Recent local strike activity is unusual though not unprecedented
Recent local strike activity is unusual though not unprecedented
Educator strikes in Beverly, Gloucester and Marblehead in November bring the total number of strikes by MTA locals since 2019 to 12, an unusually high number for recent times, though reminiscent of the 1980s. Why now? Have the reasons for striking changed over the decades?
The MTA History Project has been collecting information on past strikes by MTA locals to help answer those questions. We will share that information through an interactive, web-based timeline in the coming months. Here is a preview of some of the information we have collected.
- There have been 55 strikes by MTA locals over the past 55 years, distributed unevenly in ebbs and flows. The peak year was 1987, when 10 locals went on strike.
- Strike activity was heavy from 1980 through 1995, with 33 strikes in 16 years. Much of this period coincided with a sharp drop in school funding as a result of Proposition 2½, the property tax cutting measure approved by voters in 1980. That approval led to widespread layoffs, school closures and downward pressure on salaries.

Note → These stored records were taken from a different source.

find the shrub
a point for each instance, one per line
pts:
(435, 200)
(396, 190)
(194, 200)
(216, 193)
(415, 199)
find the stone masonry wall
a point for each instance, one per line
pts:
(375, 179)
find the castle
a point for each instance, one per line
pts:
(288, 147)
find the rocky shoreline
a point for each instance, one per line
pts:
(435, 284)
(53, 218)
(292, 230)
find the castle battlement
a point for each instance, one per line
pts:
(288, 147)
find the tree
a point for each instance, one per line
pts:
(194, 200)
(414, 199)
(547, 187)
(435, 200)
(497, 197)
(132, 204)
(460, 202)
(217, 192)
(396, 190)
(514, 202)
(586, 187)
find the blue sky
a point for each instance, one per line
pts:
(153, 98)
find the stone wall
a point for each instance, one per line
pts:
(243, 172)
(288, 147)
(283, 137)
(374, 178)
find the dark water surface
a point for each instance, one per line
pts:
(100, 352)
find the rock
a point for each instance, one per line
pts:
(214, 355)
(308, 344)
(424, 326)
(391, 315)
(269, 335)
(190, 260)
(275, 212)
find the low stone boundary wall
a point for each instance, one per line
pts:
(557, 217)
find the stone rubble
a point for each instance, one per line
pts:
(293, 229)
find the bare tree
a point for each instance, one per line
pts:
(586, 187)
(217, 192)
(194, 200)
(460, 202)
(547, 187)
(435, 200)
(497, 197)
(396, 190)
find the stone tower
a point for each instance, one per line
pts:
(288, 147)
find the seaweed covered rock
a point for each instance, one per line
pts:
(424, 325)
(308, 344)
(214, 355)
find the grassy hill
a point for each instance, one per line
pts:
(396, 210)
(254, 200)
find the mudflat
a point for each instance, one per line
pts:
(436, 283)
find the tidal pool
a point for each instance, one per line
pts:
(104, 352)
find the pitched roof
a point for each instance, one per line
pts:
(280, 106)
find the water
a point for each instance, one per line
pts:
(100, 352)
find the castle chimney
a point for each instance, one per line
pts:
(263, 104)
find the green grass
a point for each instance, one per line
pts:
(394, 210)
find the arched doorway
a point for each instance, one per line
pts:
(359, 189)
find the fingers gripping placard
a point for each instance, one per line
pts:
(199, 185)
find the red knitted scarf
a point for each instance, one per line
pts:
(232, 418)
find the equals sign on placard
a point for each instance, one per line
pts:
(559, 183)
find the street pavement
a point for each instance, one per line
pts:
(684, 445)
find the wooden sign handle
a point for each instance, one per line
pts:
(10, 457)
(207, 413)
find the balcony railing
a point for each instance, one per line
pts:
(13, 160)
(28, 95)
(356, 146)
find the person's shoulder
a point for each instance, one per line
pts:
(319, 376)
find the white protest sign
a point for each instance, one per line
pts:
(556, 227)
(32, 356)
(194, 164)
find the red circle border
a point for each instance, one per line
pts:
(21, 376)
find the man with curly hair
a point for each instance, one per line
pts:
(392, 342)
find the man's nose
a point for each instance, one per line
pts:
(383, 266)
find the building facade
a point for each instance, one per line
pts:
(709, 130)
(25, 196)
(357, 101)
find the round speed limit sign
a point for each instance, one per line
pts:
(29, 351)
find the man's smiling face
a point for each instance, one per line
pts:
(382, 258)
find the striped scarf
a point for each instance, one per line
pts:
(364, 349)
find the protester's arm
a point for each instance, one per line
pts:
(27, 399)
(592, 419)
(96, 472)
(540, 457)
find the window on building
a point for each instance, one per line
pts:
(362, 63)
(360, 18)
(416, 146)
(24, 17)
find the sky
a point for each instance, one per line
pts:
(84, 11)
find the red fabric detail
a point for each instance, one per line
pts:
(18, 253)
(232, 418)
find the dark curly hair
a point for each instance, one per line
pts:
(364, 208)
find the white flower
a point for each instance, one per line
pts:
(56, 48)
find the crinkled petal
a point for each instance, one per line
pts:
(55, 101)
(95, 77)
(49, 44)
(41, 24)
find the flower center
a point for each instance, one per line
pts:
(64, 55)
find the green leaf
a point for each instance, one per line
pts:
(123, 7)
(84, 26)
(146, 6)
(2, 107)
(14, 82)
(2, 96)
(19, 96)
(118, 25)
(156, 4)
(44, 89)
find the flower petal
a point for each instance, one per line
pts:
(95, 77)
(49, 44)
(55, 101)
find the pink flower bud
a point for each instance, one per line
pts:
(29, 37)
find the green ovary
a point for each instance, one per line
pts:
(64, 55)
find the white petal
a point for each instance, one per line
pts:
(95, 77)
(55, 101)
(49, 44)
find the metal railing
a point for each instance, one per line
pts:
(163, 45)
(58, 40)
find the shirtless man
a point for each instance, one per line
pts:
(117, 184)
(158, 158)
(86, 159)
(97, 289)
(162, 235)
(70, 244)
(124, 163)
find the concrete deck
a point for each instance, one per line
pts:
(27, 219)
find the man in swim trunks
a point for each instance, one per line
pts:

- Strike activity was very low from 1996 to 2019. There were only three strikes in that 23-year-period. One factor was that state funding for public schools increased significantly after two MTA-backed measures — a lawsuit and a funding bill — yielded results in 1993. In response to a lawsuit by the Council for Fair School Finance, the state’s highest court ruled that year that the Legislature wasn’t meeting its constitutional obligation to adequately fund public education. Shortly after the ruling, the Legislature passed the Education Reform Act, an omnibus law that significantly increased state funding for public education, especially for low-income districts.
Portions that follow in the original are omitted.